Topamax, A Dangerous Drug for Pregnant Women

In 1996, the anticonvulsant generic drug Topamax, more popular under the name Topiramate, began to be prescribed to patients suffering from migraine and seizures due to epilepsy. This Johnson & Johnson product came to be an effective relief from the excruciating pains of migraine, as well as an effective means in holding back epileptic seizures by controlling signals released by the nerves.

Because Topamax clearly worked better than any other anticonvulsant drug, it became the first choice of doctors when prescribing this type of drug to patients, even to pregnant women. A particular drug can have different effects in people who use it, however, mainly due to the differences in how each person’s body reacts to medicine. Thus, it was not long after it became available that cases of severe side-effects, which particularly affected the unborn child, began to circulate.

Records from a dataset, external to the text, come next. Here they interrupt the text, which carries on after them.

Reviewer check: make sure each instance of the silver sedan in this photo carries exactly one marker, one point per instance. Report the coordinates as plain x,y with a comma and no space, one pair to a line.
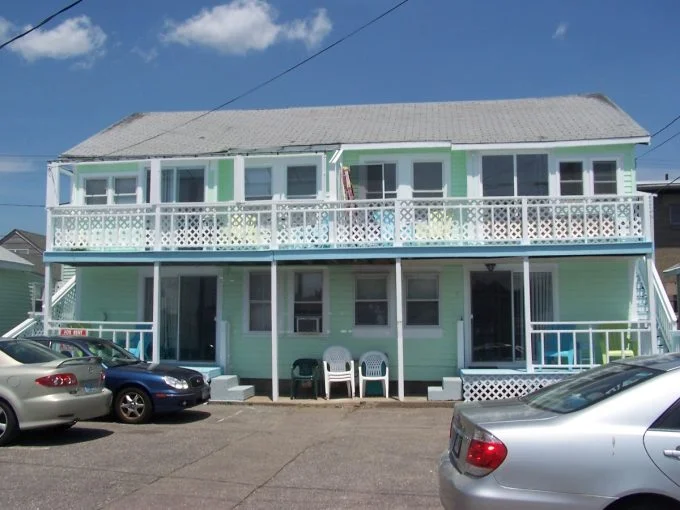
41,388
608,438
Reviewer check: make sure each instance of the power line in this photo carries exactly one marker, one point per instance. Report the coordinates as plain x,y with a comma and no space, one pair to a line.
666,126
658,146
46,20
270,80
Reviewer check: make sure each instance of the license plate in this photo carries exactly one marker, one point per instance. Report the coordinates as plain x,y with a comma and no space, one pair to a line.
457,442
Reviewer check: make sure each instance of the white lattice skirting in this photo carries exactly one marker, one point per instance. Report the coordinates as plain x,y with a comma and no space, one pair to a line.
486,385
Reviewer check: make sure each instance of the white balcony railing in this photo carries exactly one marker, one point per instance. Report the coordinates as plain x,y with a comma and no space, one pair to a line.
355,224
587,344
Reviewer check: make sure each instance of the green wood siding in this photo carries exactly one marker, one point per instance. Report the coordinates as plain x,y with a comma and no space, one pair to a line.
596,290
425,359
225,180
108,293
15,297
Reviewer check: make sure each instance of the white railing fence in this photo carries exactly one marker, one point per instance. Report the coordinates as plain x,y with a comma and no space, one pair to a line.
586,344
136,337
350,223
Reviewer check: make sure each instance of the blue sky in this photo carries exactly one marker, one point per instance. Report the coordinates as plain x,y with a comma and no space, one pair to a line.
103,60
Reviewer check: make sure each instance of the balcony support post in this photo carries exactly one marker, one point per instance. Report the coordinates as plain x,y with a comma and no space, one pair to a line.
651,292
275,333
400,329
47,299
527,315
156,338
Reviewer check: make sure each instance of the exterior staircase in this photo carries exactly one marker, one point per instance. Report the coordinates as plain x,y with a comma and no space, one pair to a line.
226,388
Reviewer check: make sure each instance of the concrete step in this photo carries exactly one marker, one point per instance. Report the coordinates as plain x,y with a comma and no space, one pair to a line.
235,394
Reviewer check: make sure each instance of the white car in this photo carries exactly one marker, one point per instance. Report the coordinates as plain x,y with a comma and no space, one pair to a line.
41,388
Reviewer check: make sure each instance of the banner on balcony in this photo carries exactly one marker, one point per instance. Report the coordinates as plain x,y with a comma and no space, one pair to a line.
347,183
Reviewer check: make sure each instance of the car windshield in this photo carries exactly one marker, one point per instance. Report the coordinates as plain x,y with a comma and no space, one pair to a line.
587,388
25,351
110,353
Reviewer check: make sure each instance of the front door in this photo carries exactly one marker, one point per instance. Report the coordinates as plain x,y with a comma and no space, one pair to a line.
187,316
497,306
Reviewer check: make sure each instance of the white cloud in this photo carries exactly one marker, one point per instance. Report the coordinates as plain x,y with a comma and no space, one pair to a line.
146,55
14,165
246,25
561,31
74,38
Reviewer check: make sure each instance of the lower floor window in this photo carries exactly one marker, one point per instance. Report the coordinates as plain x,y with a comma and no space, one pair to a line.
308,302
422,300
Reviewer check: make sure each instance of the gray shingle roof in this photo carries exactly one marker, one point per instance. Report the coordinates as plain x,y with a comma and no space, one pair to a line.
565,118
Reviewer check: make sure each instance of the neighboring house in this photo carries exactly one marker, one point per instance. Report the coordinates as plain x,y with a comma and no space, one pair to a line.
460,238
16,277
666,231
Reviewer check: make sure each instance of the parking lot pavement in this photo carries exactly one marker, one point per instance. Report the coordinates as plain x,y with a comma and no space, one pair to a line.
245,457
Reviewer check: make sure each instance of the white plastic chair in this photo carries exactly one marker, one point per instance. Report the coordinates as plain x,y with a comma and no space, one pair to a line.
338,366
373,361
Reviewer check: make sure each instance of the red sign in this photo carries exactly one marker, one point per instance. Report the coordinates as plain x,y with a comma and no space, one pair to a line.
72,332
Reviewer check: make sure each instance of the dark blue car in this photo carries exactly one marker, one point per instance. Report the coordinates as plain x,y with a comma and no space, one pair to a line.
139,388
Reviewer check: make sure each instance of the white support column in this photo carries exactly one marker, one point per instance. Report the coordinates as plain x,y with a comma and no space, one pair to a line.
400,329
47,299
651,291
527,314
275,333
156,339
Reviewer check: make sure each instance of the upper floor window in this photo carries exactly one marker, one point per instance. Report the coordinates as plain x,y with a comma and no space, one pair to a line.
96,191
571,178
301,181
604,177
258,184
111,190
428,180
377,181
515,175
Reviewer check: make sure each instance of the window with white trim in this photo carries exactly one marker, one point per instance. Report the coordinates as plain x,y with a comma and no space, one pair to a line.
96,191
125,190
604,177
422,300
518,175
571,178
301,182
259,301
370,300
376,181
428,180
258,183
308,302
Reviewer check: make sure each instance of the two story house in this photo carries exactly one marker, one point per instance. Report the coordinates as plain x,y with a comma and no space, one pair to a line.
482,239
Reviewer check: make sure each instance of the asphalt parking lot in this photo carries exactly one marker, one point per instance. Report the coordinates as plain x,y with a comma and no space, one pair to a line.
245,457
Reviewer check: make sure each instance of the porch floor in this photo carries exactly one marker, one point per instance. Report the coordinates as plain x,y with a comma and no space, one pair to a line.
410,401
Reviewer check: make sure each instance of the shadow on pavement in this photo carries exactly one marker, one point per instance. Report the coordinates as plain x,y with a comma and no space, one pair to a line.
51,437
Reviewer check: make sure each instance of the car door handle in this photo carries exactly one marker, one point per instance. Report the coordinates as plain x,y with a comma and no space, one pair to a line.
672,453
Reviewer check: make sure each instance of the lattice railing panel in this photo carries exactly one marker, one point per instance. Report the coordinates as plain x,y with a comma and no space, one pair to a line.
490,387
356,223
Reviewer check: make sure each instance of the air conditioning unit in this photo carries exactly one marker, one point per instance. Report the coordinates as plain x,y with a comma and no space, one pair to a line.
307,324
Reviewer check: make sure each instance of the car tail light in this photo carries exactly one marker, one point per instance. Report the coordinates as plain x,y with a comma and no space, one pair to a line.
485,453
58,380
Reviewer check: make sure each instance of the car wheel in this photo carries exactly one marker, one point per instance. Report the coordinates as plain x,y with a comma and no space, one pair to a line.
133,405
9,427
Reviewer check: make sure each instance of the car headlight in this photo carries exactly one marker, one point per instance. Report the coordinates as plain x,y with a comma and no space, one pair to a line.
173,382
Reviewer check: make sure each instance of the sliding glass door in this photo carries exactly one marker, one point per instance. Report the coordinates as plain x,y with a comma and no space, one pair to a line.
187,316
497,306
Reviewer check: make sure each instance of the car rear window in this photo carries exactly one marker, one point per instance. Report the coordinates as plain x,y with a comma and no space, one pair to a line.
26,351
589,387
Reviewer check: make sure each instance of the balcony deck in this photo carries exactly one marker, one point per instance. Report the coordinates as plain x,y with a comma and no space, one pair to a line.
319,225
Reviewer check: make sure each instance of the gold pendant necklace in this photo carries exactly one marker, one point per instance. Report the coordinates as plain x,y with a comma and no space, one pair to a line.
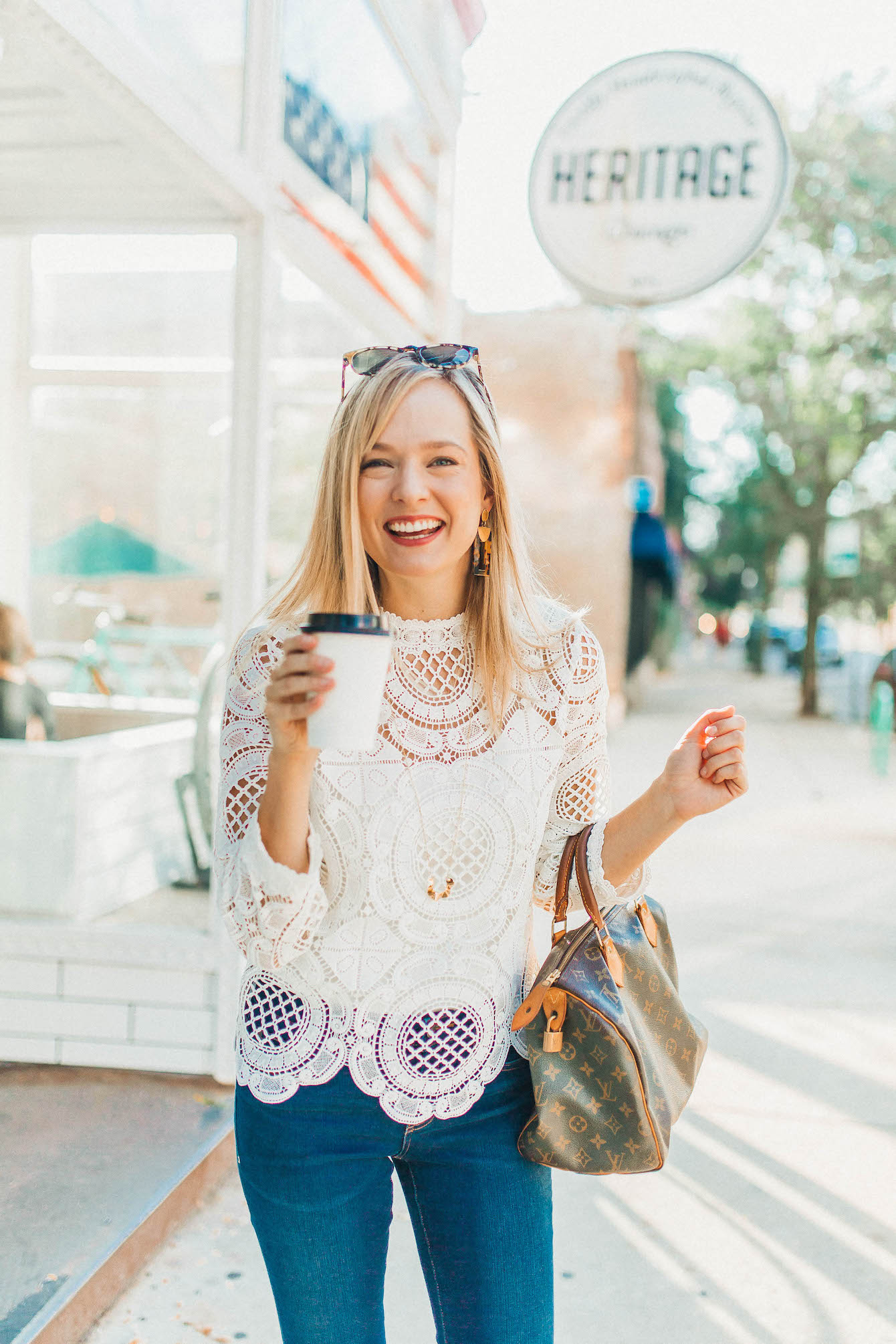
449,881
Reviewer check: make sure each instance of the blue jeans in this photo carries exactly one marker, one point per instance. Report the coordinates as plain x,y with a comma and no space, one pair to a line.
318,1175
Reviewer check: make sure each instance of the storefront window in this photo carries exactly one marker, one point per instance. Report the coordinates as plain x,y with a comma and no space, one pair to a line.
311,334
129,404
201,46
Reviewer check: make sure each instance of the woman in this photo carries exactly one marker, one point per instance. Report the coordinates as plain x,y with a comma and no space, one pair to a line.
375,1020
25,710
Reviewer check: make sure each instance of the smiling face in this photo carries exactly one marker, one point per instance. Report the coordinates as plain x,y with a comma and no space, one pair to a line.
421,492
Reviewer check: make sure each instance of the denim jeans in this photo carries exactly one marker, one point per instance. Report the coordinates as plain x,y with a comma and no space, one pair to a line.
318,1175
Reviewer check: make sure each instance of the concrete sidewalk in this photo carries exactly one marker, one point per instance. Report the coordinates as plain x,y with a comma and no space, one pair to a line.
774,1221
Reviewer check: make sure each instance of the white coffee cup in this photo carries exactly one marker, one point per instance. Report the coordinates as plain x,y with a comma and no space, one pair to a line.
360,647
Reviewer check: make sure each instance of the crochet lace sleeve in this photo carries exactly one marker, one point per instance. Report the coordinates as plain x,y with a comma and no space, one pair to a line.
269,910
582,788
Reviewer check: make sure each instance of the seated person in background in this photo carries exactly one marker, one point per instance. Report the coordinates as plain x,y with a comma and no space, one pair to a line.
25,710
885,671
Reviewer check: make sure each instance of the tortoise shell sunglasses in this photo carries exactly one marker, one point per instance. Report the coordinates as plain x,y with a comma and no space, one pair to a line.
372,358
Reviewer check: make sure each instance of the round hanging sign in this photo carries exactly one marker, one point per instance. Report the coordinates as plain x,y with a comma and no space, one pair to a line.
657,178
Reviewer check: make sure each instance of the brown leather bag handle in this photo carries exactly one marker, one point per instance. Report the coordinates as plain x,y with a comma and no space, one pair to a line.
578,846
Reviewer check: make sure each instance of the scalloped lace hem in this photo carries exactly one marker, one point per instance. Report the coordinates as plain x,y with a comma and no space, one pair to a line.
279,1087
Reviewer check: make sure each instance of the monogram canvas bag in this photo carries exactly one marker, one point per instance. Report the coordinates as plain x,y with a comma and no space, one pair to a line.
613,1051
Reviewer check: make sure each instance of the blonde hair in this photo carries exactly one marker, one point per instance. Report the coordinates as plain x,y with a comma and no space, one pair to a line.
335,574
15,640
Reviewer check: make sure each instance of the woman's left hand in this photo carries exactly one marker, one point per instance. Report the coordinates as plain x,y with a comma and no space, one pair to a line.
707,766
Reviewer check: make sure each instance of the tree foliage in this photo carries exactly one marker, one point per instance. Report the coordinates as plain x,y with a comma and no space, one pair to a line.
805,343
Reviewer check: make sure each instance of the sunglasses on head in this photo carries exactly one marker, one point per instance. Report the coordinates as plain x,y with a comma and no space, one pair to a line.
372,358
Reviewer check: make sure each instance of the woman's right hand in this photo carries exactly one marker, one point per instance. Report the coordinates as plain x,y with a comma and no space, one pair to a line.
297,687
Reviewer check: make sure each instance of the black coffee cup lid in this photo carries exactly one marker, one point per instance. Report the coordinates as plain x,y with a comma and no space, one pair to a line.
346,623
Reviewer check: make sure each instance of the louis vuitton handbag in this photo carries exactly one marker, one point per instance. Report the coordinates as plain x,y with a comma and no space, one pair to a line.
613,1051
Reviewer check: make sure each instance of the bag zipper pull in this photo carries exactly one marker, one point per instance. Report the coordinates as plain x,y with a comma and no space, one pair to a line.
555,1011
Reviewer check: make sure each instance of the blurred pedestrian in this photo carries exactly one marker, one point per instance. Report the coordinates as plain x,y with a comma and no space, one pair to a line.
25,710
383,898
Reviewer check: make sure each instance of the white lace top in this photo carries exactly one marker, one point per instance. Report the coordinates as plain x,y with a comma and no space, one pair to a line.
354,964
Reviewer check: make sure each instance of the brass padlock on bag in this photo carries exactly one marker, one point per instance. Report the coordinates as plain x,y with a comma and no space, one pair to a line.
555,1011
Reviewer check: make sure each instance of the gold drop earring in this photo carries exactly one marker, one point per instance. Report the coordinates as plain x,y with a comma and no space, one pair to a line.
483,546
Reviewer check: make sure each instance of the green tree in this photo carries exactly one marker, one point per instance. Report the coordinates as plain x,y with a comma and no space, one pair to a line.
809,351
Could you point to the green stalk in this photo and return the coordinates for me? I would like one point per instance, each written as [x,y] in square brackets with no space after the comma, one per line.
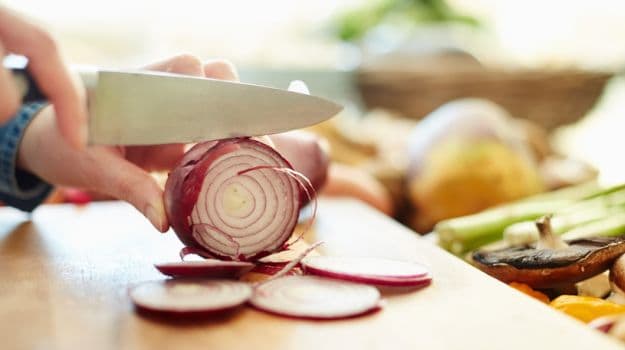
[526,232]
[466,233]
[462,234]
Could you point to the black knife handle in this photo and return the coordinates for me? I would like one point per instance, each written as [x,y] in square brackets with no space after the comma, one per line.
[27,87]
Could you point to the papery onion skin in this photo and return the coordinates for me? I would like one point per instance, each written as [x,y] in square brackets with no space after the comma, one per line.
[185,184]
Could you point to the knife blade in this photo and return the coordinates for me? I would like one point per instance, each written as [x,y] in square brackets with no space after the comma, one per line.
[144,107]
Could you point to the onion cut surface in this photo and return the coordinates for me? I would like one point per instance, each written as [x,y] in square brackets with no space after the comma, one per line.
[188,297]
[376,271]
[229,199]
[209,268]
[311,297]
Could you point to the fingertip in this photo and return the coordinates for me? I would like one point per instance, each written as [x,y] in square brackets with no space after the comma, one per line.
[155,212]
[8,109]
[221,69]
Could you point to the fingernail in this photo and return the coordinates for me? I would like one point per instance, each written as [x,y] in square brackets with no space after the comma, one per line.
[153,215]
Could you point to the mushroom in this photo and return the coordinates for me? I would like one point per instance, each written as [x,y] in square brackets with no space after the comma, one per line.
[617,281]
[551,263]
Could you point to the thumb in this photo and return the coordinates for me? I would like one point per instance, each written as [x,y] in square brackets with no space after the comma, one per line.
[136,187]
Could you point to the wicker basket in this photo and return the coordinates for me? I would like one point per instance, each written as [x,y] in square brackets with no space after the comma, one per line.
[550,98]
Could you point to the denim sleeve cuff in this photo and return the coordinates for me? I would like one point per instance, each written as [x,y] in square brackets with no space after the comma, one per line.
[18,188]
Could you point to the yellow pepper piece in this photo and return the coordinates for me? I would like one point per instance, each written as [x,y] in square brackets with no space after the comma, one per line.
[524,288]
[586,309]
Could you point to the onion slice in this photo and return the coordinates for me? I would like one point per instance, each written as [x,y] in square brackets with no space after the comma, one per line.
[230,199]
[209,268]
[310,297]
[189,298]
[380,272]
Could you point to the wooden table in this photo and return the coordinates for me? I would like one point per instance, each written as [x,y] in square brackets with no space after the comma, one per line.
[64,278]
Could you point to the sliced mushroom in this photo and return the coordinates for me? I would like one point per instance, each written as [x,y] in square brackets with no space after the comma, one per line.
[617,281]
[551,262]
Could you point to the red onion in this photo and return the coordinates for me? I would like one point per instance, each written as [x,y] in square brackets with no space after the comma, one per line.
[210,268]
[189,298]
[234,199]
[374,271]
[317,298]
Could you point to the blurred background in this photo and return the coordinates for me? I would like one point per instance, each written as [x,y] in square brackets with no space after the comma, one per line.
[546,103]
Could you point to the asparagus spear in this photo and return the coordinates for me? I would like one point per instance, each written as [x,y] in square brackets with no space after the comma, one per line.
[466,233]
[580,213]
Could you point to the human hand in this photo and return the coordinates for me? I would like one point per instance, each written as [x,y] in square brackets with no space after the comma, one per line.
[120,172]
[48,68]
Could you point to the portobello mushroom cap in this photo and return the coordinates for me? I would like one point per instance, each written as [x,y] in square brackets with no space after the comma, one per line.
[617,280]
[548,268]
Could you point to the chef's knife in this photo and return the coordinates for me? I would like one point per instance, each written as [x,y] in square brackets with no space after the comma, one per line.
[141,107]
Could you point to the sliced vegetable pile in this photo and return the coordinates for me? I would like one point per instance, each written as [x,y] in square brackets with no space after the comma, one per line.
[236,203]
[556,247]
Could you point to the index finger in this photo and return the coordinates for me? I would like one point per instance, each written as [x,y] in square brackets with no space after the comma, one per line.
[50,72]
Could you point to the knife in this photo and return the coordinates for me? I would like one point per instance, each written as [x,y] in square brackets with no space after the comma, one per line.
[129,107]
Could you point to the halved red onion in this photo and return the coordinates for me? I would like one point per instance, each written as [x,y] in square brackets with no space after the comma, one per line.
[210,268]
[230,199]
[312,297]
[189,298]
[376,271]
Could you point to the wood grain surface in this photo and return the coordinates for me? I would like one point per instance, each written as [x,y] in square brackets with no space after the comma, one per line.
[64,276]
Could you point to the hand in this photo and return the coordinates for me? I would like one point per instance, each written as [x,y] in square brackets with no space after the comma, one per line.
[50,72]
[121,172]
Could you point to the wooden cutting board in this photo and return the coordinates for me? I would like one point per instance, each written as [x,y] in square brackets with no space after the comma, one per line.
[64,278]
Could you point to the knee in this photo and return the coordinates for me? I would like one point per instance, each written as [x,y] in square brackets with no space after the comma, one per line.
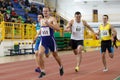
[103,55]
[40,54]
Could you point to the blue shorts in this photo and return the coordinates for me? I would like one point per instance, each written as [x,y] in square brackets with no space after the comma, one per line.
[48,43]
[37,45]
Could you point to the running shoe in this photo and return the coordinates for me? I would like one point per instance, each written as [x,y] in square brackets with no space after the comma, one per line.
[37,70]
[76,68]
[61,71]
[42,74]
[105,70]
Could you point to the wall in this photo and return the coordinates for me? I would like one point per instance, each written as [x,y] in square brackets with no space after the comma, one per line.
[67,8]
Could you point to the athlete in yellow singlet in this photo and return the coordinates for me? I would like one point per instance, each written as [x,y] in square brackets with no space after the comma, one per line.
[106,30]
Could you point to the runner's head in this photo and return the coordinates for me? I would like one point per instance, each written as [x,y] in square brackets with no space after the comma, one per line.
[78,16]
[40,16]
[46,11]
[105,18]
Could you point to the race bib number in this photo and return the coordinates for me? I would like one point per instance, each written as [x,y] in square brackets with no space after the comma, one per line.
[45,31]
[78,29]
[104,33]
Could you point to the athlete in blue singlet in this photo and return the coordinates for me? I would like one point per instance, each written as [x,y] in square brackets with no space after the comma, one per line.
[48,25]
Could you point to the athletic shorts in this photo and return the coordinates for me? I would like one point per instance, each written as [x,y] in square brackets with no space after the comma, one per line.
[48,43]
[37,45]
[107,45]
[75,43]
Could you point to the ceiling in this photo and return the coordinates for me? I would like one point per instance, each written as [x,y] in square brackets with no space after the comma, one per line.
[95,2]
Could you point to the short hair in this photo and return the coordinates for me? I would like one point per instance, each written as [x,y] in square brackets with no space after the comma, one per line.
[77,13]
[106,16]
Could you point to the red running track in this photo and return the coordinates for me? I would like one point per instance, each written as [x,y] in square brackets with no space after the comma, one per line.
[90,68]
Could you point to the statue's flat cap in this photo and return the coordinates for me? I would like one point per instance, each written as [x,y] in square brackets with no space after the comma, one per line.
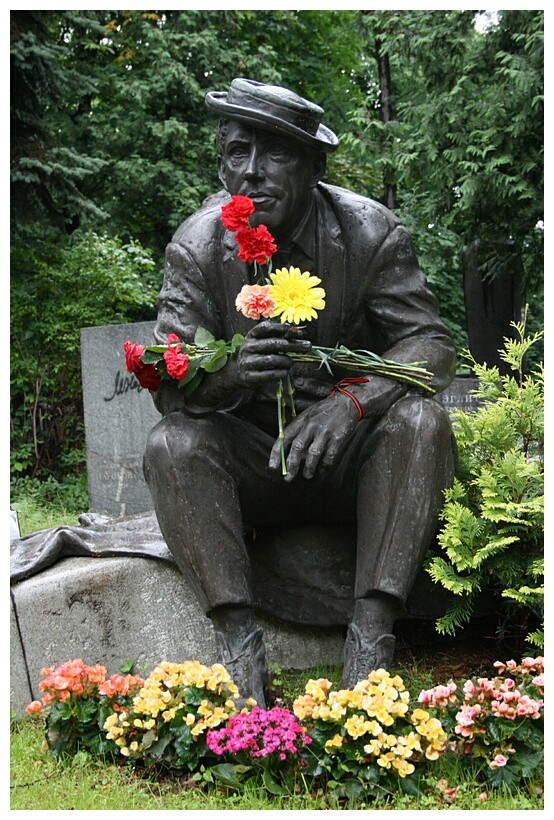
[274,109]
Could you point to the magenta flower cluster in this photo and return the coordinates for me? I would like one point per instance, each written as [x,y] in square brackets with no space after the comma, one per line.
[259,733]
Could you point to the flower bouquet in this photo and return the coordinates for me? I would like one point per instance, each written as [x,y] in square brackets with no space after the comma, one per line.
[287,294]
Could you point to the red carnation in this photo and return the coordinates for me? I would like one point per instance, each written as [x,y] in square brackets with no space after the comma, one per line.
[176,362]
[146,374]
[255,245]
[235,214]
[132,356]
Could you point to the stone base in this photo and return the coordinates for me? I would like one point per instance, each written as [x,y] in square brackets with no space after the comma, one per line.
[107,610]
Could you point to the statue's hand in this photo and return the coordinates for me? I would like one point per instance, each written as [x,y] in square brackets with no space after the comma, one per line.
[262,357]
[316,436]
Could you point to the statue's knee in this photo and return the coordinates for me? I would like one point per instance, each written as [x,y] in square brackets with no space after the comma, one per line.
[424,417]
[175,438]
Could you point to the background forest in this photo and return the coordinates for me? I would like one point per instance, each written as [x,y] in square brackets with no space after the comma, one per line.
[112,147]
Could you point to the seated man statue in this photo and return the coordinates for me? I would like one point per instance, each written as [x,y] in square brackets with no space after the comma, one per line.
[379,454]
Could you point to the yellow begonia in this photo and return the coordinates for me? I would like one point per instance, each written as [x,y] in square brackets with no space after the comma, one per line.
[334,743]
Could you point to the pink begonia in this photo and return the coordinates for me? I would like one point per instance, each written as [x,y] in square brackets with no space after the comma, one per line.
[469,689]
[539,683]
[439,695]
[34,708]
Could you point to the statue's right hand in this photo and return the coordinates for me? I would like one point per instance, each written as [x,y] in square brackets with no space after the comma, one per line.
[262,356]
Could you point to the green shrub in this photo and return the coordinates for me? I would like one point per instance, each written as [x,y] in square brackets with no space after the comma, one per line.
[493,532]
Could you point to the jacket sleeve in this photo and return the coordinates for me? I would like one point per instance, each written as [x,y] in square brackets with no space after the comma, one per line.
[184,304]
[403,311]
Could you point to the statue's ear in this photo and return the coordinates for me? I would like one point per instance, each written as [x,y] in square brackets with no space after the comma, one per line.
[221,172]
[319,168]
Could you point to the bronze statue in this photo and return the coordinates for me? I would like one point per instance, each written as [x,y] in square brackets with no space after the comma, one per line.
[378,454]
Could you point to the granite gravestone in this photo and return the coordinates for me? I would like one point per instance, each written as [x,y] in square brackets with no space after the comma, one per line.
[119,414]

The most common recorded Topamax side effects on the unborn child are cleft lip, cleft palate and hypospadias, a congenital condition wherein the urethra’s opening (the urethra is the tube which connects the genitals to the urinary bladder) develops under the male organ. Pregnant women, to whom Topamax has been prescribed, usually give birth to children with any of these injuries. These birth defects may be corrected through a surgical procedure, but this will have to done upon the baby’s birth – a definitely costly treatment for the child’s family.

The severe harm caused by the said drug on the unborn were concerns serious enough to make the US Food and Drug Administration issue a statement regarding the great risks to which the drug exposed the unborn child. With this statement, the FDA also advised doctors to observe extra precaution when prescribing the drug to pregnant women.

The pharmaceutical dangers linked to Topamax did not affect the unborn only, however. Many other side-effects were recorded that were suffered by other patients who used the drug. These side-effects included diarrhea, speech and/or coordination problems, paresthesia or “pins and needles,” which is numbness in one’s arms and/or legs, memory recall issues, fatigue, nausea, dizziness and so forth.